How an AI startup learned to read 80 million pages of city hall paperwork.
Selling to the government has always been a peculiar sport. The buyer is rich, the buyer is real, and yet the buyer is impossible to find. Procurement signals hide inside PDFs no one indexes. Budgets are voted on in Tuesday-night meetings nobody attends. RFPs appear with two-week deadlines that favor whoever was already in the room. For decades, the response from sales teams has been to hire a former municipal employee, buy a database from the 1990s, and pray.
NationGraph is the response from the AI generation. Founded in 2024 by Kimia Hamidi and Eden Ding, the company indexes more than 110,000 state, local, and education agencies, ingests over 4 million government webpages, and continuously reads the boring documents - council minutes, capital improvement plans, contracts about to expire - that actually predict what a public agency will buy next.

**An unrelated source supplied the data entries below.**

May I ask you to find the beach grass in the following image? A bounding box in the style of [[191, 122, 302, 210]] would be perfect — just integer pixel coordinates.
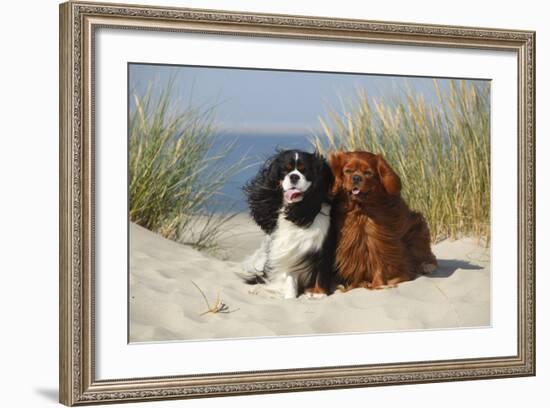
[[128, 84, 245, 252], [312, 80, 490, 242]]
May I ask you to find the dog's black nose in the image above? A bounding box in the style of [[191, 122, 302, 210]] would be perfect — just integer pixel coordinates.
[[289, 174, 300, 184]]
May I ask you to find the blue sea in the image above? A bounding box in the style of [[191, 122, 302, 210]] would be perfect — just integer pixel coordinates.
[[208, 133, 320, 212]]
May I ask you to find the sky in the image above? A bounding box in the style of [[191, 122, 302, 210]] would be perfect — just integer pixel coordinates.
[[128, 64, 487, 211], [129, 64, 492, 135]]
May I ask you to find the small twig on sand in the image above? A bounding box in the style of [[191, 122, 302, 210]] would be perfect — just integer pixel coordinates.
[[191, 281, 239, 316]]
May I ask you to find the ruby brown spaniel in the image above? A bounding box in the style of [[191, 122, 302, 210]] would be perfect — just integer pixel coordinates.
[[329, 152, 437, 290]]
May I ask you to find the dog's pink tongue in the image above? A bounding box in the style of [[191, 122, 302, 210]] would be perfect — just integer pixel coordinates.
[[284, 190, 302, 203]]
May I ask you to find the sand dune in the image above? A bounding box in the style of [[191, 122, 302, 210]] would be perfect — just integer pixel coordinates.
[[130, 214, 490, 342]]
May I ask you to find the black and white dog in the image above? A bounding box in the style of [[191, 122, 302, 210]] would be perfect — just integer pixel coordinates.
[[242, 150, 335, 299]]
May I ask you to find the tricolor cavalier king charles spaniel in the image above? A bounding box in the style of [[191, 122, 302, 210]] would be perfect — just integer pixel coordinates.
[[329, 152, 437, 289], [242, 150, 336, 299]]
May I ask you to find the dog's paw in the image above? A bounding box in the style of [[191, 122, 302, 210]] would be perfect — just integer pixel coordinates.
[[248, 285, 262, 295], [304, 292, 327, 299], [420, 262, 437, 275]]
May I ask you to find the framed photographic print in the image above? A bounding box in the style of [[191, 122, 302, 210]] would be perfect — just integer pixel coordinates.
[[60, 2, 535, 405]]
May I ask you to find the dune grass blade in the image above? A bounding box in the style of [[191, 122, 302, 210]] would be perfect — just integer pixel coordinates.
[[312, 81, 490, 242], [128, 84, 244, 251]]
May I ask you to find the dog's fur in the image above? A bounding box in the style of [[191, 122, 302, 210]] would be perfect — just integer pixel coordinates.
[[242, 150, 335, 298], [329, 152, 437, 289]]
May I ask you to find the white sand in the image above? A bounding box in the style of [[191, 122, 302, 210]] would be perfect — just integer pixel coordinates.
[[130, 214, 490, 342]]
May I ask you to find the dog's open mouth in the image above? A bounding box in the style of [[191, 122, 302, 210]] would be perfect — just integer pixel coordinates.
[[284, 188, 304, 204]]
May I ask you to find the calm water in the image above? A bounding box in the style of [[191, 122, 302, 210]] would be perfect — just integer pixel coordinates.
[[210, 133, 320, 212]]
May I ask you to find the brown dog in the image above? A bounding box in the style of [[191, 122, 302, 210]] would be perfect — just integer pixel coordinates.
[[329, 152, 437, 289]]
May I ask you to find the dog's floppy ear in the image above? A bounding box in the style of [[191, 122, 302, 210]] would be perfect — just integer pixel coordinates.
[[376, 154, 401, 195], [243, 153, 283, 234], [328, 152, 346, 196]]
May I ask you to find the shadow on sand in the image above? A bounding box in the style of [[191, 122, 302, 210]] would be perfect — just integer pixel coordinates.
[[425, 259, 483, 278]]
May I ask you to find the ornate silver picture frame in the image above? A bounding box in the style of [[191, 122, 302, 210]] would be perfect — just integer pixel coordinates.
[[59, 2, 535, 406]]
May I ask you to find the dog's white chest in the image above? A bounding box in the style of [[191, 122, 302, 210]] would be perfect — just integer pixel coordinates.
[[269, 204, 330, 273]]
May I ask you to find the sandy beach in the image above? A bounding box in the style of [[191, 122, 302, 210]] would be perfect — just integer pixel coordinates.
[[129, 214, 490, 342]]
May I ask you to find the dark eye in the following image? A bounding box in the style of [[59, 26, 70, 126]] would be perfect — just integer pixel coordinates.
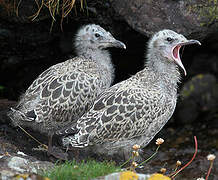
[[95, 33, 100, 37], [167, 37, 173, 42]]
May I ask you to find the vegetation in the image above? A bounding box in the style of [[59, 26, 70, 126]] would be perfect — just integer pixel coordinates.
[[44, 160, 121, 180]]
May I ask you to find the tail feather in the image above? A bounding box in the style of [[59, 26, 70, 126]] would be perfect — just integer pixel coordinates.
[[7, 108, 34, 126], [62, 134, 88, 148], [55, 125, 79, 136]]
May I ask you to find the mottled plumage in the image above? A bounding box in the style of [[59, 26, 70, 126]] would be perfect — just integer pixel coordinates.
[[58, 30, 200, 157], [9, 24, 126, 159]]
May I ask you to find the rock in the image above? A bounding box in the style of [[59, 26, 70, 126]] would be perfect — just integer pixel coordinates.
[[112, 0, 218, 40], [176, 74, 218, 124]]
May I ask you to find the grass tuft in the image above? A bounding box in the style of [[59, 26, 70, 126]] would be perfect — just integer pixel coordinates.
[[43, 160, 120, 180]]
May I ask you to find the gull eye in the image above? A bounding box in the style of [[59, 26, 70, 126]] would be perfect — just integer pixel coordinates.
[[167, 37, 173, 42], [95, 33, 100, 37]]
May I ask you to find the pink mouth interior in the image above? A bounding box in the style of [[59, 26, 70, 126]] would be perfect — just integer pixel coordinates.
[[173, 46, 181, 59]]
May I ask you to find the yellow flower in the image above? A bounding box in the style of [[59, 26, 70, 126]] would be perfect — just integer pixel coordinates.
[[132, 161, 138, 167], [148, 173, 171, 180], [207, 154, 216, 161], [160, 168, 167, 174], [156, 138, 164, 145], [176, 161, 182, 166], [132, 144, 140, 151], [120, 171, 139, 180], [132, 151, 139, 156]]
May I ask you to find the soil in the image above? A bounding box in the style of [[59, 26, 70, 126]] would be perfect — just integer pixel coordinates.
[[0, 99, 218, 180]]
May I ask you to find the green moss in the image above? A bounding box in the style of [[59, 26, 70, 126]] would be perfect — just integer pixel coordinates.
[[43, 160, 120, 180], [182, 84, 195, 98]]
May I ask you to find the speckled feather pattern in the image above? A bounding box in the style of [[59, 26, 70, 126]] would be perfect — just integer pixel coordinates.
[[58, 30, 195, 154], [10, 57, 111, 132], [8, 24, 125, 134], [63, 69, 177, 151]]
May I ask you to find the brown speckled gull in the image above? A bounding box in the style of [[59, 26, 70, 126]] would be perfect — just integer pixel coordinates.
[[57, 30, 200, 157], [9, 24, 126, 157]]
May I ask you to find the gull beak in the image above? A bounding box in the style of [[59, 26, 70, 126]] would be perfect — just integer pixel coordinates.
[[171, 39, 201, 76], [111, 40, 126, 49]]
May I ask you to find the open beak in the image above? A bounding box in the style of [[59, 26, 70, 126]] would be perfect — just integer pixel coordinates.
[[171, 40, 201, 76], [99, 38, 126, 49]]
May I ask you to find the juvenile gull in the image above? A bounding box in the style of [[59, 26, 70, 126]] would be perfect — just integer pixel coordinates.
[[58, 30, 200, 158], [9, 24, 126, 158]]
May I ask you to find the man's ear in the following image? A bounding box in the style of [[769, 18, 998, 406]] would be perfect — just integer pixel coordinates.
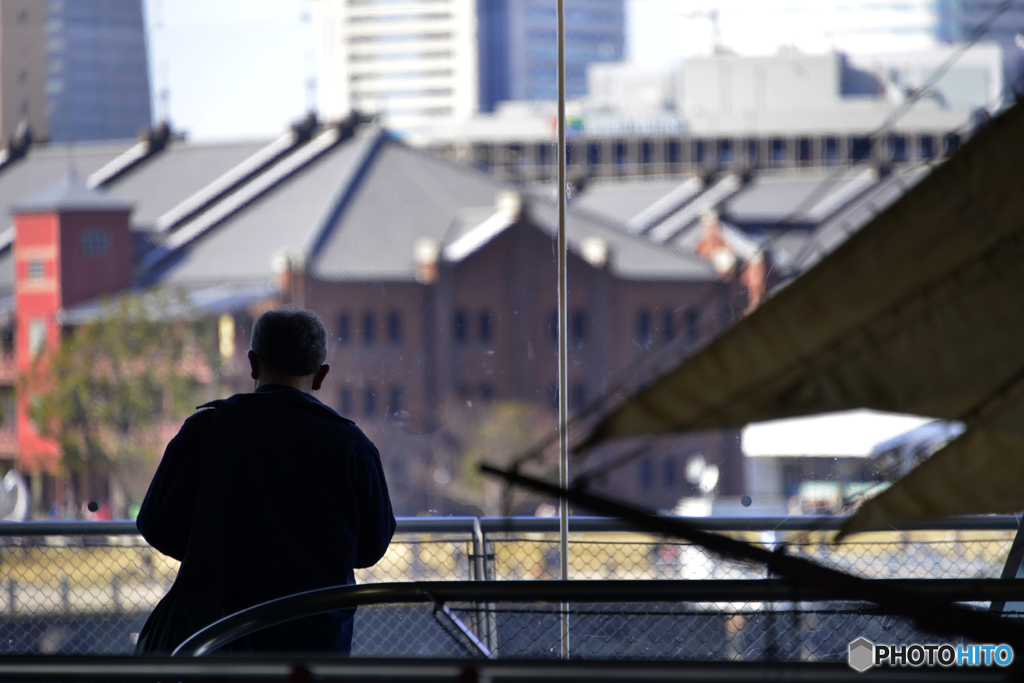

The pitch is uncomplicated. Vendors who know about a contract before it becomes an RFP win the contract. NationGraph is the tool that tells them.
What's in the index.
Three tools, one job.
NationGraph's platform is built around a single workflow: notice a buying signal, research the buyer, run the play. Each piece of the product maps to a step a salesperson used to do by hand.
The radar
An AI layer that cross-references meeting minutes, budgets, purchase orders, contracts, and capital plans. When a school district approves a $400K curriculum line, the right vendor finds out before the RFP exists.
The outreach
Ranked accounts, AI-drafted emails, call scripts tailored to a specific procurement officer, and CRM sync. Built to act on signals at the speed they arrive, not the speed a quarterly review allows.
The roster
Verified emails and direct phone numbers for decision-makers across more than 110,000 agencies, with zero-bounce validation. The boring layer that makes the rest of the platform actually usable.
Co-founders.
Kimia Hamidi
University of Victoria. Previously founded price-intelligence startup Buyer (acquired by Ramp in 2021), then ran savings at Ramp. Started NationGraph to apply the same playbook to the public sector.
Eden Ding
University of British Columbia. Former quantitative developer at Citadel. Leads the engineering team that ingests, parses, and ranks the document firehose powering NationGraph's signals layer.
Why now, and why this.
Public sector procurement is a market of staggering size and stubborn opacity. The state, local, and education segment alone moves something close to $2 trillion in annual spend across hundreds of thousands of buyers. None of those buyers act like an enterprise sales target. They publish meeting agendas in HTML from 2003. They post budget books as 400-page PDFs. They sign contracts that quietly auto-renew unless someone on the vendor side happens to notice on Tuesday.
The old way to compete here was to hire former government employees and lean on relationships. That worked when the market was small and predictable. It does not scale. NationGraph's bet is that large language models, finally good enough at reading messy semi-structured documents, can do at machine speed what a procurement consultant used to do at the speed of coffee meetings.
The company's customers reflect how wide that opportunity actually is. NationGraph's roster includes enterprise software providers selling to school districts, alongside janitorial supply companies selling brooms to county facilities. Both are buying the same product for the same reason - the public sector buyer was unreachable until somebody read all the paperwork.
The Series A, led by Menlo Ventures in early 2026, was joined by the Perplexity Fund and existing investors XYZ Venture Capital and Reach Capital. The money is going where you would expect: more data coverage, more automation surface, more sellers on the platform. Toronto continues to handle most of the engineering build. San Francisco handles the customer-facing motion. Miami is the wild card and the time zone.
The short history.
Five things you didn't know.
- CEO Kimia Hamidi's previous startup, Buyer, was acquired by Ramp in 2021.
- CTO Eden Ding spent his pre-founder years writing quant code at Citadel.
- About half the team is based in Toronto, despite the SF HQ.
- The Perplexity Fund - tied to the AI search company - is on the cap table.
- Customers range from enterprise SaaS to janitorial supply. Same buyer, different product.
Where to find them.
Back to the county clerk.
That budget amendment we mentioned at the top - the one being filed right now in some county office - used to disappear into a PDF on a website nobody bookmarks. The vendor who could have helped, the one whose product happens to solve exactly that line item, would have learned about it nine months later, when the contract was already signed with somebody else.
Now the document gets read by an AI before the meeting ends. Tomorrow morning, a sales rep in a different time zone opens a CRM, sees a fresh signal, and writes one email. The black box is still a black box for most of the market. NationGraph is the company quietly handing out flashlights.